|Summary:||kudzu gets confused by an Atheros card|
|Product:||[Fedora] Fedora||Reporter:||Florin Andrei <florin>|
|Component:||kudzu||Assignee:||Bill Nottingham <notting>|
|Status:||CLOSED CURRENTRELEASE||QA Contact:||David Lawrence <dkl>|
|Fixed In Version:||FC4||Doc Type:||Bug Fix|
|Doc Text:||Story Points:||---|
|Last Closed:||2005-09-28 21:26:37 UTC||Type:||---|
|oVirt Team:||---||RHEL 7.3 requirements from Atomic Host:|
Description Florin Andrei 2005-05-04 01:10:20 UTC
From Bugzilla Helper: User-Agent: Mozilla/5.0 (X11; U; Linux i686; en-US; rv:1.7.7) Gecko/20050416 Fedora/1.0.3-1.3.1 Firefox/1.0.3 Description of problem: Dell Latitude D600 laptop, has an Intel Pro 2200 wireless card onboard.

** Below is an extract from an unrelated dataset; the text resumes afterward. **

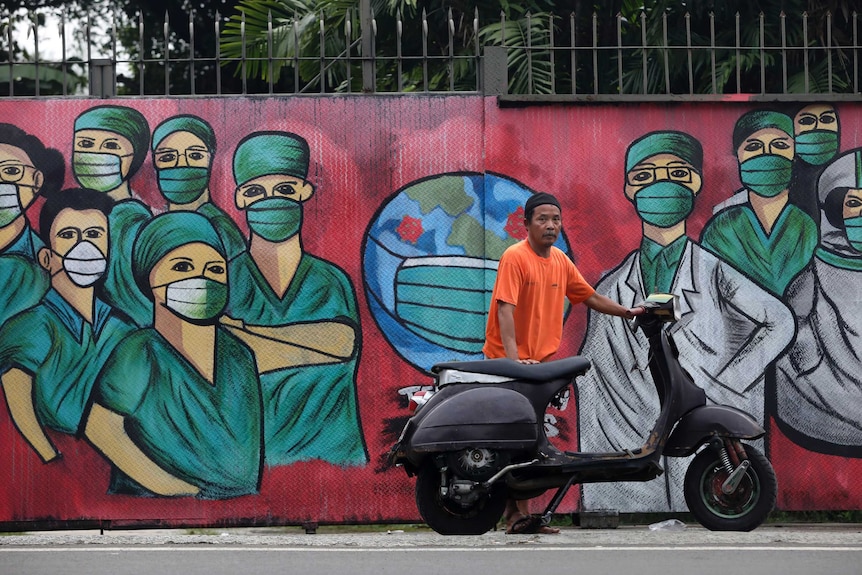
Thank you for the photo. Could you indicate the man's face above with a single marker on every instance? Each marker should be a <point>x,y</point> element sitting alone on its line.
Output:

I did a fresh FC3 install while in the spare PCMCIA slot was plugged a multiband Atheros (madwifi) wireless card. Then i did a "yum update" then reboot. After reboot, kudzu detected the onboard Intel Pro 2200 wireless card, but created it as eth2. I installed the ipw2200 firmware from atrpms then reboot. I could not configure the 2200 card, it won't come up: # ifup eth2 ipw2200 device eth2 does not seem to be present, delaying initialization. I then installed the madwifi drivers from atrpms for the Atheros card, and that one was detected and configured just fine, as ath0. No problems with Atheros. On a whim, i tried "ifconfig eth1 up" and guess what - the 2200 card came up! It looks like kudzu got confused by the Atheros card, somehow skipped eth1 (thinking that Atheros is eth1) and assigned the 2200 to eth2. But in fact, the kernel thinks that the 2200 is eth1. To confirm, i nuked the system and reinstalled it, this time without plugging in the Atheros card. Sure thing, the 2200 card got detected correctly by kudzu, as eth1. Then i installed the madwifi drivers and the Atheros card got detected as ath0. So everything's fine now. But anyway, kudzu should not skip over eth1 just because an Atheros card is plugged in (which is not even configured, has no drivers installed yet). Version-Release number of selected component (if applicable): kudzu-1.1.95-1 How reproducible: Always Steps to Reproduce: 1.see above 2. 3. Additional info: See discussion here: http://lists.atrpms.net/pipermail/atrpms-users/2005-May/thread.html#2895 Thread name: "ipw2200 not working"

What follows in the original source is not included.